Stand out there yourself some morning, in the bright New Mexico sun—stand out there alone and marvel at what that day will bring:   in the twinkling of an eye, graves—even the unmarked—will be opened triumphant for a host of witnesses stepping out of the desert dust in blaze of colorful get-ups, a museum of turquoise, of cowboy hats and swallow-tail coats, of coats in many colors and hand-woven shawls and blankets as memorable as a desert sunset.

Just imagine them—men and women, boys and girls, ancients and stillborn, red and white, singing together in a chorus of Navajo, English, Zuni, of Dutch and Spanish, a chorus of multi-lingual praise.

From the new church at Rehoboth, from the brand new high school gym, it’ll take you no more than fifteen minutes to walk out there—maybe a half-mile due south of the old Mission House. 
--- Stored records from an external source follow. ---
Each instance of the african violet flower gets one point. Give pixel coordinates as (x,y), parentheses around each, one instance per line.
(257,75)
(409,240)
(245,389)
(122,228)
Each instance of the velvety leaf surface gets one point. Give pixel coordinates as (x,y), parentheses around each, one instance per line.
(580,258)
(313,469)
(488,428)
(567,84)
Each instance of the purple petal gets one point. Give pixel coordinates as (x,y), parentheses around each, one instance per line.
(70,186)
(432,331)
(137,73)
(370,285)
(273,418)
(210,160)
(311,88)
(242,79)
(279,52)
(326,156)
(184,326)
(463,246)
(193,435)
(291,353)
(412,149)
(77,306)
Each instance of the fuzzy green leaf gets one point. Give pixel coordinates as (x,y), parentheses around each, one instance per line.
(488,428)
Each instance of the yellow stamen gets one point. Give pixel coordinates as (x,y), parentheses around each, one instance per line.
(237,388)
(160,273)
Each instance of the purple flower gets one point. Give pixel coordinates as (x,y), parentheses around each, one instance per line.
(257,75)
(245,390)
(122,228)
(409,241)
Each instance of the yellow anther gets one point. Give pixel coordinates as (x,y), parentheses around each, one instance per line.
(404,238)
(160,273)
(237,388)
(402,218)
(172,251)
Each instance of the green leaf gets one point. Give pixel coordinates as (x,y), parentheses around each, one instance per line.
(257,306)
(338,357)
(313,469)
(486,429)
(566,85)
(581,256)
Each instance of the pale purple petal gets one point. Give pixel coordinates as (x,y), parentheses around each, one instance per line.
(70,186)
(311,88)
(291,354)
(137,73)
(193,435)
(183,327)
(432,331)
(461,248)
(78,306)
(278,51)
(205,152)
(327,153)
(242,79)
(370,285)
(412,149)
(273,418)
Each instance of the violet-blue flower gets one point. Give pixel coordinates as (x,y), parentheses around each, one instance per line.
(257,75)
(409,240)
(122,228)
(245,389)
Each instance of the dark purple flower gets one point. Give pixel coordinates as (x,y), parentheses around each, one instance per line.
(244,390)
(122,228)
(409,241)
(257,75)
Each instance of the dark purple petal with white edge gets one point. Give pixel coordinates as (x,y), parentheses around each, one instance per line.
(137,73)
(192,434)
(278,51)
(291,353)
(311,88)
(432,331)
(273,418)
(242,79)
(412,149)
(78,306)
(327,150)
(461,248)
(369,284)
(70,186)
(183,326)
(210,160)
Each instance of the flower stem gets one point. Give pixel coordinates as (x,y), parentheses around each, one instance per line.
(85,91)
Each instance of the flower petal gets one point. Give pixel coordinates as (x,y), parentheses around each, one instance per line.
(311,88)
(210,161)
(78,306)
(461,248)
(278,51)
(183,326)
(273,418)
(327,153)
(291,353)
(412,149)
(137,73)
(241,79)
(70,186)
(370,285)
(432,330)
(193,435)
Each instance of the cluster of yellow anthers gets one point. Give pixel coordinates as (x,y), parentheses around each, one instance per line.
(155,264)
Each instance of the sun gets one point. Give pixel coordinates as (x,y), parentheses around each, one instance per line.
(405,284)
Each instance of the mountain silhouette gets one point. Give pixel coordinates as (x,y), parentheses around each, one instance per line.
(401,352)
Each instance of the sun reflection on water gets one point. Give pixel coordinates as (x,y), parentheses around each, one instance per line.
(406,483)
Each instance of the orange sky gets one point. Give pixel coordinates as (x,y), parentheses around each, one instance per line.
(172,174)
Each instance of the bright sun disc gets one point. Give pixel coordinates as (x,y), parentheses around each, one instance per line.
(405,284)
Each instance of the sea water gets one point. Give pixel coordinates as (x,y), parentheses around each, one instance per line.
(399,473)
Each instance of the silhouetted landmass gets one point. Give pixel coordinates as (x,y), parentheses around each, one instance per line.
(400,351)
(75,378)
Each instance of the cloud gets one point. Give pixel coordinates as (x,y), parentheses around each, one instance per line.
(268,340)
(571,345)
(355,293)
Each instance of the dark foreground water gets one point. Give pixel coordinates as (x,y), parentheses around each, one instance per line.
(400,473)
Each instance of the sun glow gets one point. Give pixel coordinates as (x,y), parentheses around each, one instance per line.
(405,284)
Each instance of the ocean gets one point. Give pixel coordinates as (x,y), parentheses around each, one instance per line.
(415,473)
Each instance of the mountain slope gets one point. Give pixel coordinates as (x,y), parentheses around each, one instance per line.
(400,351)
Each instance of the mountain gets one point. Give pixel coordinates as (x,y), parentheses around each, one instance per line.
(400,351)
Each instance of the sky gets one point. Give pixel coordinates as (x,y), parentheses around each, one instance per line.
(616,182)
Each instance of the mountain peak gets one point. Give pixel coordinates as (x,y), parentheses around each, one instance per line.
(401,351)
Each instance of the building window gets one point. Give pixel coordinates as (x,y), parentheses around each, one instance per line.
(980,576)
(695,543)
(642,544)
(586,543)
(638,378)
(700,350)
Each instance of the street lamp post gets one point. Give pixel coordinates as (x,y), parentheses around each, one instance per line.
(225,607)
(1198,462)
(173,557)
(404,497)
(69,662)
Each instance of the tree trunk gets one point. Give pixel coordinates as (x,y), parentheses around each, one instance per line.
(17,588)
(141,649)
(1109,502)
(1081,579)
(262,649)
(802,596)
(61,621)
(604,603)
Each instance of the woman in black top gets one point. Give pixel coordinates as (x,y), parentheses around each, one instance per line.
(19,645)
Go out by yourself some bright morning and wander through the plots, sift through the stories, take note of the love and care all around.  Make it a pilgrimage.  Dream of graves razed, the whole place suddenly opened. 

“Never again will there be an infant who lives but a few days, or an old man who does not live out his years,” says the prophet Isaiah.

Every knee shall bow.  Every tongue confess.

That vision is the richest of any in the snakeweed and larkspur, in the eerie stony silence of an old mission cemetery.